FPGA implementations for feed-forward and QKD systems
This project deals with the design and realisation of digital hardware for the evaluation of quantum events. This is necessary in various quantum communication scenarios in order to evaluate and classify photon events, and to react quickly to them.
Specifically, the goal of this project is to design, develop, verify, and test FPGA-based signal processing solutions to digitally decode signals provided by photon detectors, time-stamp them, calibrate them using previously stored values, determine the parameters for the phase modulator and pass them to the digital-to-analogue converters. This is needed to be able to realise modular and expandable quantum-based feed-forward systems in several development stages.
Secondly, an FPGA-based system is to be conceptualised, developed, verified, and tested for a communication scenario that secures communication with the aid of a quantum key distribution (QKD) procedure. This is to realise a classical communication channel with which both time stamps of photon detection events and user data can be transmitted efficiently and securely. The second scenario is partly based on the first and extends it.

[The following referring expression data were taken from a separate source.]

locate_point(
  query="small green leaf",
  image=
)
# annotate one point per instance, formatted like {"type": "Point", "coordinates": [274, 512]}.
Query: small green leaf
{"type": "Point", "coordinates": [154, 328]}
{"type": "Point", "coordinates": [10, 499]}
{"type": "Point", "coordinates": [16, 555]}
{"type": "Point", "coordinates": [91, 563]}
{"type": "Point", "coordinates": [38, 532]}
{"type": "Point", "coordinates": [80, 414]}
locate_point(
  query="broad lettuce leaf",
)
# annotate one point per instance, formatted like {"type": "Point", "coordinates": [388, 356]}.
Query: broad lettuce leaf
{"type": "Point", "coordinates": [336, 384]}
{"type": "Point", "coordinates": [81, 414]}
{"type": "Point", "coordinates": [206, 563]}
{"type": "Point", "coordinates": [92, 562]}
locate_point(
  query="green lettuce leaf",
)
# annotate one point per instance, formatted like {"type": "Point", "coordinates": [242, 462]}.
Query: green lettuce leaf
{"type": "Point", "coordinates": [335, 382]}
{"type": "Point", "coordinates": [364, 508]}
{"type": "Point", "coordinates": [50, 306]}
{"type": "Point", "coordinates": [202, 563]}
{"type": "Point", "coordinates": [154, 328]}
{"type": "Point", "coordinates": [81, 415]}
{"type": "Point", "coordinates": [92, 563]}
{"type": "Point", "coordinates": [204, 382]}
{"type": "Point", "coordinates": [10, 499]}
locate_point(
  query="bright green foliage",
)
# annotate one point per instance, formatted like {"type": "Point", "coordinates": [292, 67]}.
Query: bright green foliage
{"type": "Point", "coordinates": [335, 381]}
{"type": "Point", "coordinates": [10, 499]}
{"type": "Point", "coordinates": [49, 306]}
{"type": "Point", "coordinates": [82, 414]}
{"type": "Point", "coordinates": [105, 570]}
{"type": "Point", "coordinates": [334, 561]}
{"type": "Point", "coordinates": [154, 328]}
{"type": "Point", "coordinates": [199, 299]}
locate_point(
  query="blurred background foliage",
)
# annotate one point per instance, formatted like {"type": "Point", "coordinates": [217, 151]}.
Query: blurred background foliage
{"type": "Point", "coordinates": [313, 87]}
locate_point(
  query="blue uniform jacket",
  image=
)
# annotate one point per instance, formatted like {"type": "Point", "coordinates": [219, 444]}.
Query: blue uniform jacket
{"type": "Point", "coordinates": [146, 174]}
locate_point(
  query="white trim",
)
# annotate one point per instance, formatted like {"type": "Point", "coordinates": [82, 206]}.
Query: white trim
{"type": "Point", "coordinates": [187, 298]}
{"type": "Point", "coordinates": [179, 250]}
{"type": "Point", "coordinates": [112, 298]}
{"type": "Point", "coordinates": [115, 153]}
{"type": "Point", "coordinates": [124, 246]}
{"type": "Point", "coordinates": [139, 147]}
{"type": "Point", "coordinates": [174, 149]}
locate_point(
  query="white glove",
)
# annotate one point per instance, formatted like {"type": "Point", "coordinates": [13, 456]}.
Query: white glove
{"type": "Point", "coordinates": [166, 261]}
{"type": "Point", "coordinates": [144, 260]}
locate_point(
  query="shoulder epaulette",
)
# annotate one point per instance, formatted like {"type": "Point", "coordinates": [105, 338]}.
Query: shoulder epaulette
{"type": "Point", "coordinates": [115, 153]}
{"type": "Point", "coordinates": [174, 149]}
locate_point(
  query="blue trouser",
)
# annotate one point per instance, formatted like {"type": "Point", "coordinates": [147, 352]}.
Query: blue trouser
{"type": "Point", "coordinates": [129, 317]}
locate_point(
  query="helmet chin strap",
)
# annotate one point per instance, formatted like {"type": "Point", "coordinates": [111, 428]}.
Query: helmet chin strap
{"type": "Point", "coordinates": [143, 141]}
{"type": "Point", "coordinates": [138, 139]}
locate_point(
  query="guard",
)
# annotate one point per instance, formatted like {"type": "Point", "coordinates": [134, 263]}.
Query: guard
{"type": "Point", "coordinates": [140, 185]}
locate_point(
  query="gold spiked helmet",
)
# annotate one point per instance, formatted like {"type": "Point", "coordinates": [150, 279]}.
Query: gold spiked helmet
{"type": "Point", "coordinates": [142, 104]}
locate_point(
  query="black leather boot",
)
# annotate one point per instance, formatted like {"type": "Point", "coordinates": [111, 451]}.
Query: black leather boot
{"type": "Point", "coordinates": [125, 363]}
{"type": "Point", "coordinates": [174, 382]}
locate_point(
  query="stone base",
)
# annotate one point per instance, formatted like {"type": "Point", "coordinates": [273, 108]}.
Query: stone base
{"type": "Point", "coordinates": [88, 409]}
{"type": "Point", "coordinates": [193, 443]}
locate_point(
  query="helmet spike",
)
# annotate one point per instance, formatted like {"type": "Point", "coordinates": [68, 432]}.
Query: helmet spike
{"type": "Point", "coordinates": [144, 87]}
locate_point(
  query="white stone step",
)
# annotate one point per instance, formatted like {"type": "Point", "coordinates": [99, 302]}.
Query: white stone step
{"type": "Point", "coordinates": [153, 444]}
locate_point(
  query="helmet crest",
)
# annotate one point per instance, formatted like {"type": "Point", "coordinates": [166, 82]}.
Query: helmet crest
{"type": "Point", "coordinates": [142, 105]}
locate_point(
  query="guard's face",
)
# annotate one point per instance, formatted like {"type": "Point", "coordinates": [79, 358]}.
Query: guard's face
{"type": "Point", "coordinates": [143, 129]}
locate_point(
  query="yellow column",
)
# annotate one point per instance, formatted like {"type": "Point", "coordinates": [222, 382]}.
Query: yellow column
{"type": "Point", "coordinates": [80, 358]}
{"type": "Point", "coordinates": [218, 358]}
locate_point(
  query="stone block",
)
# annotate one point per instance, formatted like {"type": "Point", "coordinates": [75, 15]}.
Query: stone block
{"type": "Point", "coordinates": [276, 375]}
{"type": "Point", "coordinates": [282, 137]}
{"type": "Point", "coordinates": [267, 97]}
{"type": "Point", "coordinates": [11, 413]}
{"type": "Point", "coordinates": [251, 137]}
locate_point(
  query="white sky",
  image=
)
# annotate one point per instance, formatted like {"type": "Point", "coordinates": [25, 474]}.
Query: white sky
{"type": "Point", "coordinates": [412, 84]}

Design of FPGA-based partially dynamically reconfigurable systems
The aim of the project is to reduce the amount of sensor data to be transmitted through efficient and sensor-related data (pre)processing and to protect it from unauthorised access. The analysis of the sensor data is to be carried out using AI-based algorithms, e.g., neural networks. These algorithms, supplied by the project partner IMMS, must be adapted for use in an embedded sensor node, optimised and implemented in an energy-efficient and resource-saving manner. In addition, the amount of data can be further reduced by data compression before the transmission. Through these measures, a reduction in the amount of data by several orders of magnitude is achieved. An integrated data encryption is to ensure the privacy of the sensitive data.
This research project focuses on the implementation of AI-based digital data processing for intelligent sensor nodes. The aim is to research solutions that are both energy-efficient and scalable. The focus is on the use of resource-limited, possibly battery-powered systems. In addition, the combination of data from different sensors will be supported. For reasons of efficiency, FPGA-based implementations are favoured.
Ecological Motor Control and Predictive Maintenance with AI
The ECOMAI project offers a basis for Europe to establish a leading role in AI-enhanced electrical motor drive technology – from hardware to applications – through solutions that support the green and digital transitions.
Electric motors are everywhere from laptop fans and dishwashers to industrial machinery, robots, public transport and more. A modern car can alone contain about 40 motors for various functions. But these valuable uses come at a cost. It has been calculated that electric motors account for 40% of worldwide power consumption and 20% of CO2 emissions.
This platform will provide both cost-efficient AI functionality and explore advanced accelerator and approximate computing principles. Furthermore, ECOMAI will deliver an innovative Model-based Design and Automation Framework: a full development toolkit that combines model-based design and an AI compiler for the specialised hardware platform along with a full system modelling and simulation environment. This will make ECOMAI’s technologies easily accessible, particularly for SMEs.